I have made a Youtube video criticizing the P-Value and NHSTs and would be very happy if you'd check it out and even more happy if you (or someone) left a comment or criticism. Here is the link: https://youtu.be/HRLxtJeopDs
Sorry for the advertisement, but I would honestly be interested in anyone’s opinions and I'm not making anything of it.
Thank you!

23. Amoral: Nice video. I left a comment at YouTube.

24. Hello,

Thanks, John, for this interesting article. I was wondering if you or any others had thoughts on using Bayes factors together with Bayesian parameter estimation. For example, I am interested in pitting several multiple regression models against a base model to determine which variables best predict some outcome (i.e., using Bayes factors). Then, I would like to estimate the credible values for those parameters. The first step can be accomplished using Morey's 'BayesFactor' R-package and the second step using the scripts that you have provided.
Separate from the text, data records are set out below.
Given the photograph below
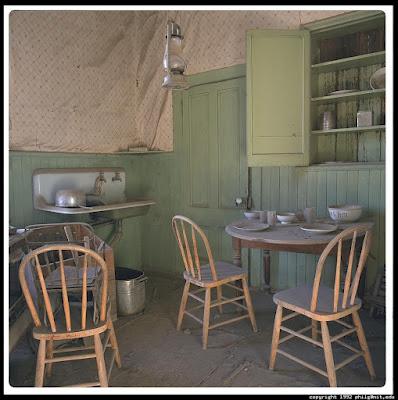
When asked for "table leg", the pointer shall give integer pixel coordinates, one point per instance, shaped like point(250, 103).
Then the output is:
point(237, 252)
point(267, 269)
point(237, 260)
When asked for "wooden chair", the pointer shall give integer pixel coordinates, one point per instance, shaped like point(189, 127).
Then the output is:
point(324, 304)
point(50, 326)
point(206, 277)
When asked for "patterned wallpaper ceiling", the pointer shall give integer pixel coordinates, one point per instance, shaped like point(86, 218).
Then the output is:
point(90, 81)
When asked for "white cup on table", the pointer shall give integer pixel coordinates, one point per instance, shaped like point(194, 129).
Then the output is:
point(309, 215)
point(263, 216)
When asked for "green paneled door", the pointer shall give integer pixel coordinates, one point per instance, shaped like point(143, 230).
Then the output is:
point(214, 167)
point(278, 97)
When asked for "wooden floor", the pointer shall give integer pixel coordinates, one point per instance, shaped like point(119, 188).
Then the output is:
point(155, 354)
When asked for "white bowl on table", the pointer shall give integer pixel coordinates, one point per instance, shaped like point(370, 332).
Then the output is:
point(345, 213)
point(252, 214)
point(286, 218)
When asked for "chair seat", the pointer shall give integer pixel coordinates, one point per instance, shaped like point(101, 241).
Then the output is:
point(44, 332)
point(299, 299)
point(225, 272)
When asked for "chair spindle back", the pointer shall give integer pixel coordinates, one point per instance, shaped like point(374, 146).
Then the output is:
point(350, 285)
point(42, 268)
point(185, 232)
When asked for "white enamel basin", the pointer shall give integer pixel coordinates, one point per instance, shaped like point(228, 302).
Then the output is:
point(112, 204)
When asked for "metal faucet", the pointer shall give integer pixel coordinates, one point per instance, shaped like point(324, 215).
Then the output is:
point(99, 184)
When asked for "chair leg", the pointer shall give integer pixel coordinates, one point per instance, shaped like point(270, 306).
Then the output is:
point(183, 304)
point(40, 363)
point(219, 298)
point(275, 336)
point(249, 304)
point(314, 329)
point(114, 343)
point(99, 353)
point(49, 351)
point(327, 348)
point(363, 343)
point(206, 318)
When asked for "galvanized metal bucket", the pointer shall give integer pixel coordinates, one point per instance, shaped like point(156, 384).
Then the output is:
point(130, 291)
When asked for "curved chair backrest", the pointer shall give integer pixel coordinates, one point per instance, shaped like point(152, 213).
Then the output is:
point(347, 236)
point(43, 270)
point(185, 231)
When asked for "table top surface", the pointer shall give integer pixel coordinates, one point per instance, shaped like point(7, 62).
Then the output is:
point(289, 233)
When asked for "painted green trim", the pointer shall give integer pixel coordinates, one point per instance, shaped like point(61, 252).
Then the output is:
point(345, 166)
point(218, 75)
point(51, 154)
point(287, 159)
point(350, 62)
point(348, 130)
point(343, 20)
point(360, 95)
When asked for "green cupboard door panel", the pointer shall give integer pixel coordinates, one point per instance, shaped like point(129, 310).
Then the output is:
point(231, 146)
point(197, 127)
point(278, 97)
point(214, 139)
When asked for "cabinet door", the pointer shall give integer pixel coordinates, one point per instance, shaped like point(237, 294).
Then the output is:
point(214, 152)
point(278, 79)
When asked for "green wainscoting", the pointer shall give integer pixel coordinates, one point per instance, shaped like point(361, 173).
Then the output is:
point(148, 240)
point(22, 213)
point(294, 188)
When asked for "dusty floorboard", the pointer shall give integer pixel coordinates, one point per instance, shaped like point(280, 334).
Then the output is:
point(154, 354)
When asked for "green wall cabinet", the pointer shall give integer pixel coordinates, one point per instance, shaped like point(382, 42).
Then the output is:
point(278, 79)
point(295, 76)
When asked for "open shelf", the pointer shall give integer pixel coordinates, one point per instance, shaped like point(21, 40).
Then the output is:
point(346, 96)
point(350, 62)
point(349, 130)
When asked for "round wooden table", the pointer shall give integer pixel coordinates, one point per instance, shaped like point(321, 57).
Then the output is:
point(280, 237)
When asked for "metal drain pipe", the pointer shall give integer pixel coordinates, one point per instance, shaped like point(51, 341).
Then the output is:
point(117, 234)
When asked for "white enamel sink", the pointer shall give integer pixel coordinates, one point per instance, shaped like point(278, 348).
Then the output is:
point(112, 203)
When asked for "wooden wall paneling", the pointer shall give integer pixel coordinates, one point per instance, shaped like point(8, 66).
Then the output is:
point(311, 202)
point(260, 197)
point(382, 219)
point(302, 183)
point(283, 266)
point(292, 207)
point(228, 147)
point(199, 149)
point(375, 187)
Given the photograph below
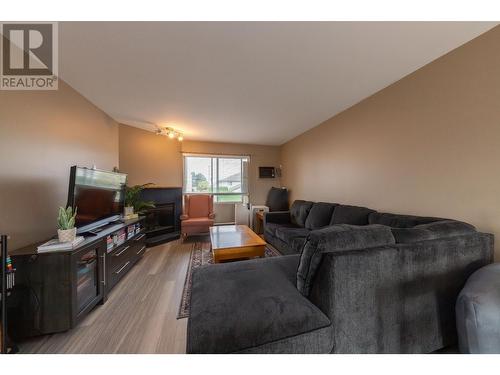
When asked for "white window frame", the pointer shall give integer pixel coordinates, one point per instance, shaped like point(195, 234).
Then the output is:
point(244, 175)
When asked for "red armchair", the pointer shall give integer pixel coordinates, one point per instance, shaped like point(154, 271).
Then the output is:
point(198, 214)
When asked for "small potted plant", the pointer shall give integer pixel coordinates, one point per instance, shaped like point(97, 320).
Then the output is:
point(133, 203)
point(66, 231)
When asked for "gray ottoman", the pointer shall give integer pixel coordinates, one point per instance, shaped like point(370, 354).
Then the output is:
point(478, 312)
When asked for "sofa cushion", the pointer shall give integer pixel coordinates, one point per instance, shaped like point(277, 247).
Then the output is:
point(271, 228)
point(277, 199)
point(399, 221)
point(320, 215)
point(354, 215)
point(431, 231)
point(288, 234)
point(299, 211)
point(336, 238)
point(298, 244)
point(254, 304)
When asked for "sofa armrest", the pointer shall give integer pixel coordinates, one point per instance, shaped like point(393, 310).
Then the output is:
point(277, 217)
I have not been able to find any published research using this approach, so I am curious to hear what others think. Is this a valid way to proceed or is there a different approach that can accomplish the same thing?

Thank you!

25. Kurtis:
Variable selection for multiple regression is extensively addressed in Ch. 18 of DBDA2E. Section 18.3 covers hierarchical models with shrinkage, and section 18.4 discusses variable selection (in combination with hierarchical shrinkage). Variable selection with inclusion parameters is tantamount to using Bayes factors for inclusion. See section 18.4 for all the usual cautions about using Bayes factors / discrete inclusion parameters.